SYDNEY (Reuters) -Australia's economy grew at the fastest annual pace in almost two years in the second quarter as consumers finally started spending after a long fallow stretch, data showed on Wednesday, taking over from the government as the main driver of growth.
The Reserve Bank of Australia has reduced rates three times since February to 3.6% as inflation cooled, with markets betting on another cut in November.
The Australian Bureau of Statistics reported real gross domestic product (GDP) rose
0.6% in the second quarter, topping market forecasts of a 0.5% gain. That compared with a 0.3% gain in the first quarter.
Annual growth accelerated to 1.8%, from 1.4%, the fastest pace in almost two years, but still short of the 2.5% pace that used to be considered "normal".
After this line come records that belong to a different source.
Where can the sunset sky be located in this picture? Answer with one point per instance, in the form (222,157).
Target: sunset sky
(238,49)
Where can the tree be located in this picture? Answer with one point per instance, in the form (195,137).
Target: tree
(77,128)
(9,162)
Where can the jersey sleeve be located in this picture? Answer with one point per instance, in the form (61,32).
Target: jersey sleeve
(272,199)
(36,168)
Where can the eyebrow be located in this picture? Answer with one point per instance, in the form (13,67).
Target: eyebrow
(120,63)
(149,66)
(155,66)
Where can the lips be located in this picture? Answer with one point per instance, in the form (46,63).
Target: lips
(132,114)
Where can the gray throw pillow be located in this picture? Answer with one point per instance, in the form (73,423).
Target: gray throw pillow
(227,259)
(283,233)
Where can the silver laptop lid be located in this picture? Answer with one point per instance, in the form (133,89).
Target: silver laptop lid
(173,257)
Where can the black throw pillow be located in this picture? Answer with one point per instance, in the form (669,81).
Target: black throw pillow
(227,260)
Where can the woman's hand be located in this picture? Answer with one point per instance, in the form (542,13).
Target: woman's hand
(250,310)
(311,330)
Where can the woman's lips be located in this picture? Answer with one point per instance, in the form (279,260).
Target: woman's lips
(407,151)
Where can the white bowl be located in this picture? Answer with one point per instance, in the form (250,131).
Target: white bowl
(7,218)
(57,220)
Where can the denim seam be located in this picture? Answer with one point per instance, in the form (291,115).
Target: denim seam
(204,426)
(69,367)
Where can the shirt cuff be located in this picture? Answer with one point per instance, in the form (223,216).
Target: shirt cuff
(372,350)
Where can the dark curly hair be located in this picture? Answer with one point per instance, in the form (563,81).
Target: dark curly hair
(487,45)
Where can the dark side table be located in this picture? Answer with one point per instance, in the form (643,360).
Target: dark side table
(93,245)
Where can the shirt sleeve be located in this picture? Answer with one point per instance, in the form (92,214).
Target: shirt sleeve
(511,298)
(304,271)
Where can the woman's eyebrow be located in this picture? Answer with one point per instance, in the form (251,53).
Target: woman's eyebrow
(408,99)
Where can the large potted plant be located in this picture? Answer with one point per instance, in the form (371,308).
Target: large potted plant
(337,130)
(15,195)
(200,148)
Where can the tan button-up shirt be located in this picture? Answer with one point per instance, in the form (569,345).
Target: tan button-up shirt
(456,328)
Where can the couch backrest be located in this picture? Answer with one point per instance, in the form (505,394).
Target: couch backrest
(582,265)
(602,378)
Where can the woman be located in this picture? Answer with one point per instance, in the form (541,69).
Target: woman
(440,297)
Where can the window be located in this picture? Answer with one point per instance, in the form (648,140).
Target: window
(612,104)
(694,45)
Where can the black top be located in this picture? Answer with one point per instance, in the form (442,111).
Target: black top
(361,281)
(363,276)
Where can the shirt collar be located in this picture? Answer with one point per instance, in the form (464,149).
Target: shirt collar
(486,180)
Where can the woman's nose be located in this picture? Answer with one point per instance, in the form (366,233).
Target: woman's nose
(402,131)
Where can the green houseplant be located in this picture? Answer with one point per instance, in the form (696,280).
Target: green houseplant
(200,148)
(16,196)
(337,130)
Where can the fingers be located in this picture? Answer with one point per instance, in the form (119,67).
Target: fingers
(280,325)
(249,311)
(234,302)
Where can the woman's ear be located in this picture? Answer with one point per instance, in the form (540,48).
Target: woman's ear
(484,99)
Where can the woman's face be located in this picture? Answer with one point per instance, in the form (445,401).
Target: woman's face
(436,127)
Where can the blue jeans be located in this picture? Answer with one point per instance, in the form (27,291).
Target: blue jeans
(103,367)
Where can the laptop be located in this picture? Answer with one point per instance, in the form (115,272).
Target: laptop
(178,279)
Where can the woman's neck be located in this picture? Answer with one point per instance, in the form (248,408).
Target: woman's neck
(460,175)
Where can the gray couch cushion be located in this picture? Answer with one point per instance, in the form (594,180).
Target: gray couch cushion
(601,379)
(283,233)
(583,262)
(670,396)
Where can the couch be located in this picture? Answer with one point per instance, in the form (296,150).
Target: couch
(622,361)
The bureau said household consumption jumped 0.9%, led by discretionary spending, adding 0.4 percentage points to GDP growth. The household savings ratio eased back to 4.2%, from 5.2%, as consumers chose to spend rather than save.
"End of financial year sales and new product releases contributed to rises in discretionary spending on goods including furnishings and household equipment, motor vehicles and recreation and culture goods," said Tom Lay, head of national accounts at the bureau.
"Households took advantage of the proximity of Easter to ANZAC day to extend their holiday break, resulting in rises in discretionary services."
Government spending, which was the engine of activity last year, added little to growth as investment in roads, rail and health plateaued. Business investment remained weak, adding nothing to economic growth.
The GDP result beat the RBA's forecasts which is expecting the economy to grow 1.7% by the year end. The central bank has so far adopted a gradual and cautious approach to policy easing, having only cut in February, May and August after the release of quarterly inflation data.
The much focus is now on the labour market, which has eased from full employment levels albeit at a gradual pace. The unemployment rate edged lower from a 3-1/2 year high in July, calming fears of a downturn in the labour market.
The report showed GDP per capita rose 0.2% in the quarter, having slid back into negative territory the previous quarter.